The project started in 2005 using CARD/1 version 7. Then, in 2010, while working on the "Leuze Connection" sub-project, version 8.3 was released. This proved to be an enormous step forward as this extremely complex project required keeping track of four levels of planning in the Neckartalstraße section.

At level -1, the Nesenbach (brook), with three large chambers, flows into the Neckar River. The entire volume of water flowing from the Stuttgart valley is drained into the Neckar River via this structure. This level of the designs also deals with the many gas, water, sewage, electricity and other pipelines which had already been relaid as part of preparatory measures to divert them  around the future construction site.

At level 0, Neckartalstraße opens into the Leuze tunnel in this section of the plans. At level +1, Cannstatt Street crosses tram tracks above the tunnel roof. At level +2, a large pedestrian/ bicycle suspension bridge straddles Cannstatt Street and the tram lines. And a large load plate, bearing the bridge's forces, lies at the base of the bridge's pylon.

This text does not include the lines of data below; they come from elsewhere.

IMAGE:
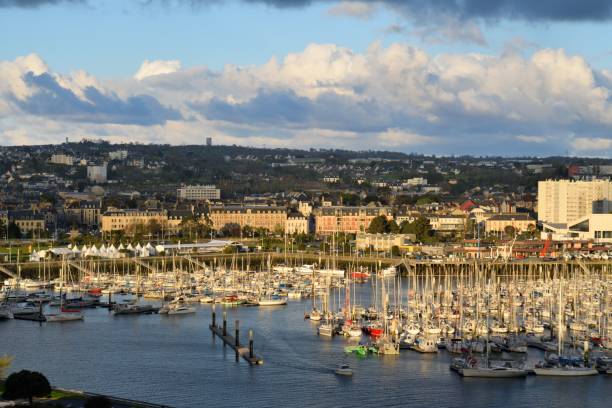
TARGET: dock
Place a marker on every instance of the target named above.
(245, 352)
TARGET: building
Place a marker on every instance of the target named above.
(29, 222)
(415, 181)
(384, 242)
(499, 222)
(118, 155)
(83, 213)
(332, 219)
(297, 223)
(305, 208)
(331, 179)
(97, 174)
(448, 224)
(595, 227)
(124, 220)
(62, 159)
(199, 193)
(406, 215)
(268, 217)
(565, 201)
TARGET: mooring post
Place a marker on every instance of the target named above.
(224, 324)
(237, 334)
(237, 340)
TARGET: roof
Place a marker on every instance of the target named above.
(511, 217)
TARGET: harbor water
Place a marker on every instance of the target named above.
(176, 361)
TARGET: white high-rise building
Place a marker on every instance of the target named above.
(196, 193)
(565, 201)
(97, 174)
(64, 159)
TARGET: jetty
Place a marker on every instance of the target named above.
(246, 353)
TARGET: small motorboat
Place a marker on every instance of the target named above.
(181, 310)
(344, 369)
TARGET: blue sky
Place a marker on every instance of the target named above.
(111, 38)
(102, 44)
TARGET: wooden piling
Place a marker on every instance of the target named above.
(246, 353)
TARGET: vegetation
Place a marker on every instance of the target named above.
(26, 385)
(420, 228)
(98, 401)
(5, 363)
(381, 225)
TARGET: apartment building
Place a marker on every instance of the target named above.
(62, 159)
(199, 193)
(121, 220)
(272, 218)
(83, 213)
(332, 219)
(565, 201)
(297, 223)
(499, 222)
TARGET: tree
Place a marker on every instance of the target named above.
(154, 227)
(378, 225)
(14, 232)
(419, 227)
(5, 362)
(98, 401)
(26, 384)
(231, 230)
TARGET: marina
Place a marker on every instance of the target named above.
(534, 323)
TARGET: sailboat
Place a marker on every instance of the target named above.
(468, 367)
(66, 314)
(562, 366)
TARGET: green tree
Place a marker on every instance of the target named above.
(98, 401)
(26, 384)
(419, 227)
(5, 362)
(378, 225)
(14, 232)
(392, 227)
(231, 230)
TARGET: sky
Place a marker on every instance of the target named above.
(480, 77)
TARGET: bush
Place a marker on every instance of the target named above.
(98, 401)
(26, 384)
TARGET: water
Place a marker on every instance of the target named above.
(175, 360)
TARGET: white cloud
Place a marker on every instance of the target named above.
(397, 96)
(157, 67)
(398, 137)
(532, 139)
(355, 9)
(593, 144)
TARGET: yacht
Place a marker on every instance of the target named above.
(326, 329)
(344, 369)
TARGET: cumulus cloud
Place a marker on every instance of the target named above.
(355, 9)
(28, 87)
(35, 3)
(397, 96)
(532, 139)
(592, 144)
(399, 137)
(157, 67)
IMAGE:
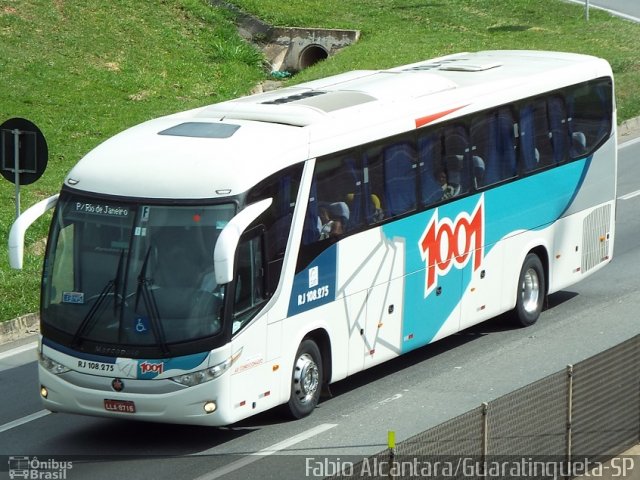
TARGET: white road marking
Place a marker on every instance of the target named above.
(254, 457)
(18, 350)
(23, 420)
(628, 143)
(613, 12)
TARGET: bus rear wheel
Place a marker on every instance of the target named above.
(306, 380)
(531, 291)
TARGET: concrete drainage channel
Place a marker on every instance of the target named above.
(290, 49)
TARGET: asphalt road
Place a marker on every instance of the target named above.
(624, 7)
(407, 395)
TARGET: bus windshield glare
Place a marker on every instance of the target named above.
(133, 275)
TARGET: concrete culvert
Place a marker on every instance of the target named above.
(311, 55)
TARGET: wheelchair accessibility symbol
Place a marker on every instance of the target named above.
(142, 324)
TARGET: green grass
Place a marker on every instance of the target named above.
(82, 71)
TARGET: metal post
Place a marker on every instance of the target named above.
(16, 167)
(569, 430)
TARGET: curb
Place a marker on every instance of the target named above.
(629, 129)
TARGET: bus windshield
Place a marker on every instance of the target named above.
(133, 275)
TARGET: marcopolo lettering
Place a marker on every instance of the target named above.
(445, 244)
(151, 367)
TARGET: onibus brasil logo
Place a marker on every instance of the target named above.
(445, 244)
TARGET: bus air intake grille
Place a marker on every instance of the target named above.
(595, 237)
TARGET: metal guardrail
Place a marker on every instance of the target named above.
(580, 416)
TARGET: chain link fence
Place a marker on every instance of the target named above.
(580, 416)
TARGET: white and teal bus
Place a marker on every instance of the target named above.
(209, 265)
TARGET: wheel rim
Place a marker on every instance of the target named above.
(306, 378)
(530, 291)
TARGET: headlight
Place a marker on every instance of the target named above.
(52, 366)
(208, 374)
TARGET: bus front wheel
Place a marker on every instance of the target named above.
(531, 291)
(306, 380)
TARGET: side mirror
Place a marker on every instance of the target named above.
(225, 250)
(20, 226)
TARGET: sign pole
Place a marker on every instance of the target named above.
(16, 167)
(586, 10)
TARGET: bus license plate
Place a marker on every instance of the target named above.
(122, 406)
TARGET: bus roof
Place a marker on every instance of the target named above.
(225, 148)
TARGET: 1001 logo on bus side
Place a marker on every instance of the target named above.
(446, 243)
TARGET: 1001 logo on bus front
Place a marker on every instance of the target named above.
(445, 244)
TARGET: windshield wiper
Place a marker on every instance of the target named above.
(88, 321)
(145, 291)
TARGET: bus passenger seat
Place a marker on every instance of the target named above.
(578, 143)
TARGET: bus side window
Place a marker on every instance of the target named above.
(283, 188)
(589, 108)
(390, 180)
(335, 203)
(493, 151)
(535, 147)
(559, 128)
(429, 168)
(399, 178)
(457, 152)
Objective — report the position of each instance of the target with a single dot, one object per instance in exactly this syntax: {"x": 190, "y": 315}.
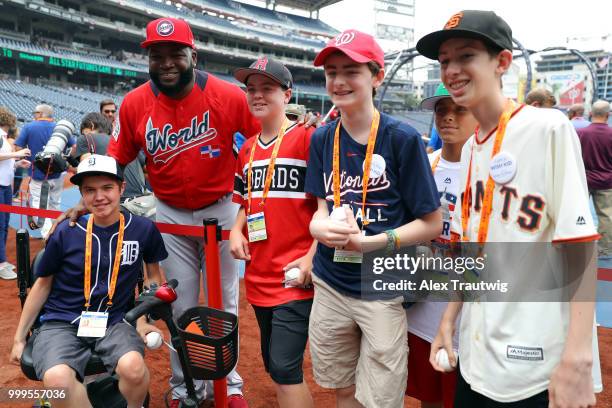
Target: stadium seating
{"x": 260, "y": 14}
{"x": 62, "y": 52}
{"x": 267, "y": 25}
{"x": 71, "y": 104}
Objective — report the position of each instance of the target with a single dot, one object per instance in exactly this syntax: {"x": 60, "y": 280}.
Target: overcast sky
{"x": 535, "y": 23}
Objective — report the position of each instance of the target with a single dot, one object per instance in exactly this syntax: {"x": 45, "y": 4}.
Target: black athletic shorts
{"x": 57, "y": 343}
{"x": 284, "y": 333}
{"x": 465, "y": 397}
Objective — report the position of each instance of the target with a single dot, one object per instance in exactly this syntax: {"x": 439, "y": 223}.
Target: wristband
{"x": 393, "y": 242}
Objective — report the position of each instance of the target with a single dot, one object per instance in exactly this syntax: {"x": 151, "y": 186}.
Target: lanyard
{"x": 116, "y": 263}
{"x": 270, "y": 171}
{"x": 435, "y": 163}
{"x": 366, "y": 164}
{"x": 487, "y": 202}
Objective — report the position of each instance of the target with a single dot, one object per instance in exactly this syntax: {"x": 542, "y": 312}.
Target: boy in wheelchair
{"x": 85, "y": 284}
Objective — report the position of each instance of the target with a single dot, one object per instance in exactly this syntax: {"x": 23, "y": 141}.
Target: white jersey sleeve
{"x": 567, "y": 186}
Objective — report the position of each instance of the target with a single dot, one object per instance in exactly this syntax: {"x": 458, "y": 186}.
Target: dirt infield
{"x": 258, "y": 388}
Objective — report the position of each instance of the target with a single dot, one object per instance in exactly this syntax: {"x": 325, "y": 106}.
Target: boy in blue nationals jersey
{"x": 358, "y": 346}
{"x": 85, "y": 285}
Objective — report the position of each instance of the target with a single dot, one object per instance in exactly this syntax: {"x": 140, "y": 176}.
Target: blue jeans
{"x": 6, "y": 196}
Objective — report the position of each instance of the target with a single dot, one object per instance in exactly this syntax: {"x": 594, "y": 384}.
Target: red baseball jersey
{"x": 188, "y": 142}
{"x": 287, "y": 211}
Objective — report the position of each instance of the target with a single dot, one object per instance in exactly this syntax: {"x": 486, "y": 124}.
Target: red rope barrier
{"x": 174, "y": 229}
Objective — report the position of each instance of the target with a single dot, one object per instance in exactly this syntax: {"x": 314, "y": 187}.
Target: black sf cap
{"x": 478, "y": 24}
{"x": 269, "y": 67}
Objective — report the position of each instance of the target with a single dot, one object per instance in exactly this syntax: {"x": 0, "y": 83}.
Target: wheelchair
{"x": 102, "y": 388}
{"x": 205, "y": 339}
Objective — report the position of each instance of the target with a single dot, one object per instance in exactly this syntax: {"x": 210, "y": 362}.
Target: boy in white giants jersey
{"x": 455, "y": 125}
{"x": 514, "y": 354}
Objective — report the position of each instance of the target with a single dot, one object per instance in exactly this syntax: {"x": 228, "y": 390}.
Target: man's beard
{"x": 185, "y": 79}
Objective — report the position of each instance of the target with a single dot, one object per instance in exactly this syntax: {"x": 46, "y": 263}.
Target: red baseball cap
{"x": 358, "y": 46}
{"x": 168, "y": 29}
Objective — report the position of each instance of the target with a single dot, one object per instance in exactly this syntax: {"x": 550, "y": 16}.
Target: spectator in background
{"x": 108, "y": 108}
{"x": 540, "y": 98}
{"x": 295, "y": 112}
{"x": 95, "y": 136}
{"x": 576, "y": 116}
{"x": 435, "y": 142}
{"x": 20, "y": 172}
{"x": 7, "y": 171}
{"x": 35, "y": 136}
{"x": 596, "y": 141}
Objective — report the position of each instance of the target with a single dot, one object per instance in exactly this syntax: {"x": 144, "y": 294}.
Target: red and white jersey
{"x": 508, "y": 350}
{"x": 188, "y": 142}
{"x": 287, "y": 211}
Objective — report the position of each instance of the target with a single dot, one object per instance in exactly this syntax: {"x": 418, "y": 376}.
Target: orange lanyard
{"x": 366, "y": 165}
{"x": 116, "y": 263}
{"x": 270, "y": 172}
{"x": 487, "y": 202}
{"x": 435, "y": 163}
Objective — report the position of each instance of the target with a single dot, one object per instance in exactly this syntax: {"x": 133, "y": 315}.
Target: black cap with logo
{"x": 269, "y": 67}
{"x": 478, "y": 24}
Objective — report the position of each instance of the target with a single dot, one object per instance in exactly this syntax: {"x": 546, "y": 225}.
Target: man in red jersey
{"x": 184, "y": 120}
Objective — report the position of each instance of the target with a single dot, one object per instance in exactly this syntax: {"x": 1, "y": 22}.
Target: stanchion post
{"x": 24, "y": 274}
{"x": 212, "y": 236}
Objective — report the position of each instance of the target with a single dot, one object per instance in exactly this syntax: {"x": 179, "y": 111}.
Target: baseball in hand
{"x": 443, "y": 361}
{"x": 154, "y": 340}
{"x": 338, "y": 214}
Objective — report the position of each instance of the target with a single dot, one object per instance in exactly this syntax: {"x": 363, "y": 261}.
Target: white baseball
{"x": 338, "y": 214}
{"x": 443, "y": 361}
{"x": 154, "y": 340}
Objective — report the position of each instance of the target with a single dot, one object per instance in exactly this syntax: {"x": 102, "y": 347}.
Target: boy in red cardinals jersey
{"x": 269, "y": 186}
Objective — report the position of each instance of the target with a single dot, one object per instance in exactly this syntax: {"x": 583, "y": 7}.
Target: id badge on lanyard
{"x": 256, "y": 226}
{"x": 92, "y": 324}
{"x": 256, "y": 223}
{"x": 342, "y": 255}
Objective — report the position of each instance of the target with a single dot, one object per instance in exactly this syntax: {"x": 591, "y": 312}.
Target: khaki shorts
{"x": 359, "y": 342}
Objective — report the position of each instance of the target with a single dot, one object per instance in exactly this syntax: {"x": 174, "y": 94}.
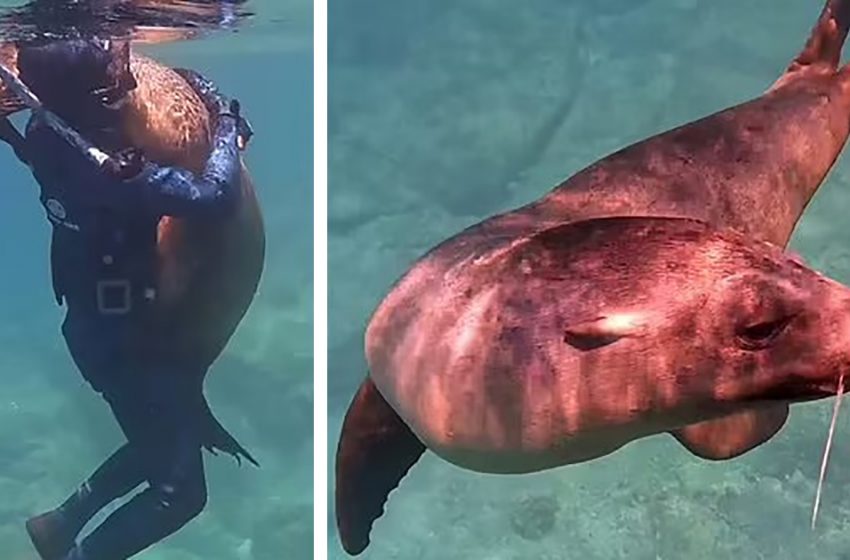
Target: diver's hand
{"x": 244, "y": 129}
{"x": 10, "y": 135}
{"x": 125, "y": 164}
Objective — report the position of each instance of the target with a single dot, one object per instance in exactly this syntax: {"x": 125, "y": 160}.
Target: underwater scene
{"x": 56, "y": 430}
{"x": 442, "y": 114}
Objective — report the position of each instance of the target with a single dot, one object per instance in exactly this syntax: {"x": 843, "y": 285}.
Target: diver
{"x": 104, "y": 215}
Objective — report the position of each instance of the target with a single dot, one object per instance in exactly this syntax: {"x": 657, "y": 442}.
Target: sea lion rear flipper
{"x": 733, "y": 435}
{"x": 375, "y": 451}
{"x": 216, "y": 437}
{"x": 826, "y": 38}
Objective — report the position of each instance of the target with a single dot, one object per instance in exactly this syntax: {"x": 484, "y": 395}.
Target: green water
{"x": 54, "y": 430}
{"x": 443, "y": 113}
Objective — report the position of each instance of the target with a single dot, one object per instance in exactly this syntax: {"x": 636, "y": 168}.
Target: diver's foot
{"x": 50, "y": 535}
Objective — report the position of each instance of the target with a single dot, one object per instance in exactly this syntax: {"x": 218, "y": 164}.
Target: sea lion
{"x": 575, "y": 340}
{"x": 208, "y": 271}
{"x": 753, "y": 168}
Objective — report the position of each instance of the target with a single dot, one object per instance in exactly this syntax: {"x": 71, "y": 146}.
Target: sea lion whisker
{"x": 826, "y": 449}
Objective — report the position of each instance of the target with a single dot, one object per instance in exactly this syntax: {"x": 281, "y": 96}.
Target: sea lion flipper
{"x": 827, "y": 37}
{"x": 375, "y": 451}
{"x": 733, "y": 435}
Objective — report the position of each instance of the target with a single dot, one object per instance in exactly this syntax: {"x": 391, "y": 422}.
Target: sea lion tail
{"x": 827, "y": 37}
{"x": 217, "y": 438}
{"x": 375, "y": 451}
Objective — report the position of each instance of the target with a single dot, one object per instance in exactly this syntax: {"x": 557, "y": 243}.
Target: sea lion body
{"x": 581, "y": 338}
{"x": 752, "y": 168}
{"x": 209, "y": 270}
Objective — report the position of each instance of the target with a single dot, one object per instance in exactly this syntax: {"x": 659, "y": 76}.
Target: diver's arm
{"x": 173, "y": 191}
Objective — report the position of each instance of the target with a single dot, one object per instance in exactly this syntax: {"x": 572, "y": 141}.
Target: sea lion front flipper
{"x": 375, "y": 451}
{"x": 733, "y": 435}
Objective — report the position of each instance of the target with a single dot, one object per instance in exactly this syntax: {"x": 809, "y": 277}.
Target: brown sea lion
{"x": 575, "y": 340}
{"x": 209, "y": 271}
{"x": 753, "y": 168}
{"x": 151, "y": 302}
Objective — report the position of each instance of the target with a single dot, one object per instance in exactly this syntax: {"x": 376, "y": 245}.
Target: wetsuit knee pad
{"x": 181, "y": 501}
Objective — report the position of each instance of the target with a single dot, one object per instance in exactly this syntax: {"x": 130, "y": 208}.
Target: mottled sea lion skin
{"x": 752, "y": 168}
{"x": 210, "y": 270}
{"x": 580, "y": 338}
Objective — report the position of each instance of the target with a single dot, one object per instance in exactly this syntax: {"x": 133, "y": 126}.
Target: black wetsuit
{"x": 104, "y": 268}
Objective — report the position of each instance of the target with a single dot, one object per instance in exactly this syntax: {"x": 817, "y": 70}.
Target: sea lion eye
{"x": 760, "y": 335}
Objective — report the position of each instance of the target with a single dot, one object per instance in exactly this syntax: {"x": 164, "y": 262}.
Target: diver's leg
{"x": 164, "y": 429}
{"x": 53, "y": 532}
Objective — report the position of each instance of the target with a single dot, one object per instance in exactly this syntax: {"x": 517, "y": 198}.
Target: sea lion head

Digital Terrain Model (DTM)
DTMs of the existing structures were created in order to log the complex interrelationships between, and incursions into these subterranean structures. CARD/1's simple means of displaying the designs in 3D was extremely helpful when planning the almost 40 phases of construction, as the complexity of the four levels could be clearly visualised by the planners.

Contact with Stuttgart 21
Stuttgart 21's plans submitted for planning permission provided the specifications for the project. The railway bridge over the Neckar River crossed by the Stuttgart 21 railway line intersects Neckartalstraße at the Rosenstein tunnel section of the designs. The position of the bridge's foundations, as determined by the S21 planning permission drafts, had to be taken into account when planning the bearing walls of the Rosenstein tunnel opening.

It is currently impossible to foresee when these projects will be carried out. Should both projects occur within the same time frame, there will be much to factor in, such as the site road for the bridge abutments and the working area for the bridge's foundations when constructing the Rosenstein tunnel and the Leuze junction.